Opinion
2012-01-17
Lester Schwab Katz & Dwyer, LLP, New York, N.Y. (Steven B. Prystowsky and Richard Granofsky of counsel), for defendants third-party plaintiffs-appellants. Heller, Horowitz & Feit, P.C., New York, N.Y. (Eli Feit and Stuart A. Blander of counsel), for plaintiff-respondent.
Lester Schwab Katz & Dwyer, LLP, New York, N.Y. (Steven B. Prystowsky and Richard Granofsky of counsel), for defendants third-party plaintiffs-appellants. Heller, Horowitz & Feit, P.C., New York, N.Y. (Eli Feit and Stuart A. Blander of counsel), for plaintiff-respondent.
The McDonough Law Firm, LLP, New Rochelle, N.Y. (Eli S. Cohn of counsel), for third-party defendant-respondent.

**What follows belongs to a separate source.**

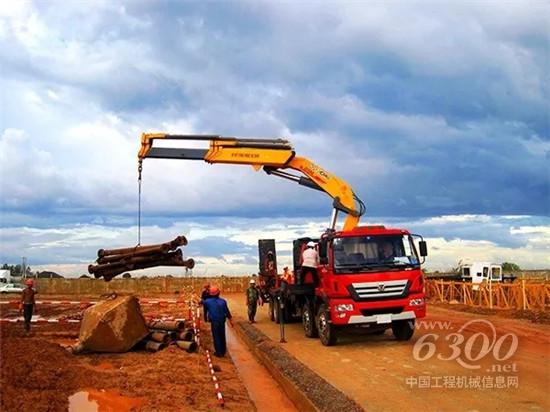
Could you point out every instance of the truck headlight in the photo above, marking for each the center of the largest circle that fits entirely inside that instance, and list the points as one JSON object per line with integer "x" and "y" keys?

In an action to recover damages for legal malpractice, the defendants third-party plaintiffs appeal from an order of the Supreme Court, Nassau County (Parga, J.), dated October 12, 2010, which denied their motion to compel the third-party defendant to produce certain e-mail communications withheld from disclosure on the ground that they were protected by the attorney-client privilege.

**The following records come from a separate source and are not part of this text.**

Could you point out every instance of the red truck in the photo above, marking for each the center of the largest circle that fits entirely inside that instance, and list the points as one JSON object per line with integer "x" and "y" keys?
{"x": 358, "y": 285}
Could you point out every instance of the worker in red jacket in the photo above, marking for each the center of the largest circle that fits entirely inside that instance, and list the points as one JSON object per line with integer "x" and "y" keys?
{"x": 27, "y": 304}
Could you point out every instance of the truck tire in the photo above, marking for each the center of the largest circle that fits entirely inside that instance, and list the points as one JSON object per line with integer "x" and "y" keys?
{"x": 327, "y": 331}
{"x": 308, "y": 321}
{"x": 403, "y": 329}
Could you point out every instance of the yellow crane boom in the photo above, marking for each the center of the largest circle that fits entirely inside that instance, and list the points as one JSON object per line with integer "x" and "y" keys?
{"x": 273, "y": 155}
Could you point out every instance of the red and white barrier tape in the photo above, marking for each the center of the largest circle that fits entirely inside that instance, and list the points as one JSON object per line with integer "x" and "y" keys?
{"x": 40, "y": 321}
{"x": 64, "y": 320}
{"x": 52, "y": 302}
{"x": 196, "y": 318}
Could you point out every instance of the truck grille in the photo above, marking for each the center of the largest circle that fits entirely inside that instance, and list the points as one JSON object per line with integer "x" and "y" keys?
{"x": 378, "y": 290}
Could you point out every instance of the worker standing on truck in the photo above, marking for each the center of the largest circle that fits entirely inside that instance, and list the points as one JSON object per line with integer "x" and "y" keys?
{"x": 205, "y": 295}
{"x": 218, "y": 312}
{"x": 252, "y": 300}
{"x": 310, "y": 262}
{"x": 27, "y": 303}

ORDERED that the order is affirmed, with one bill of costs.
A waiver of the attorney-client privilege may be found where the client places the subject matter of the privileged communication in issue or where invasion of the privilege is required to determine the validity of the client's claim or defense and application of the privilege would deprive the adversary of vital information ( see Hurrell–Harring v. State of New York, 75 A.D.3d 667, 668, 905 N.Y.S.2d 334; 601 Realty Corp. v. Conway, Farrell, Curtin & Kelly, P.C., 74 A.D.3d 1179, 1179, 902 N.Y.S.2d 433; Raphael v. Clune White & Nelson, 146 A.D.2d 762, 763, 537 N.Y.S.2d 246; Jakobleff v. Cerrato, Sweeney & Cohn, 97 A.D.2d 834, 835, 468 N.Y.S.2d 895). Moreover, a waiver may be found where a party engages in selective disclosure, “as a party may not rely on the protection of the privilege regarding damaging communications while disclosing other self-serving communications” ( Village Bd. of Vil. of Pleasantville v. Rattner, 130 A.D.2d 654, 655, 515 N.Y.S.2d 585).
Contrary to the contention of the defendants third-party plaintiffs, under the circumstances presented, the plaintiff did not place the subject matter of the subject e-mail communications in issue and application of the privilege will not deprive them of vital information in defense of her claims. Nor is disclosure of the subject e-mails required under the doctrine of selective disclosure ( cf. Orco Bank v. Proteinas Del Pacifico, 179 A.D.2d 390, 390, 577 N.Y.S.2d 841; Village Bd. of Vil. of Pleasantville v. Rattner, 130 A.D.2d at 655, 515 N.Y.S.2d 585). Accordingly, the Supreme Court properly denied the motion of the defendants third-party plaintiffs to compel the third-party defendant to produce certain e-mail communications withheld from disclosure on the ground that they were protected by the attorney-client privilege.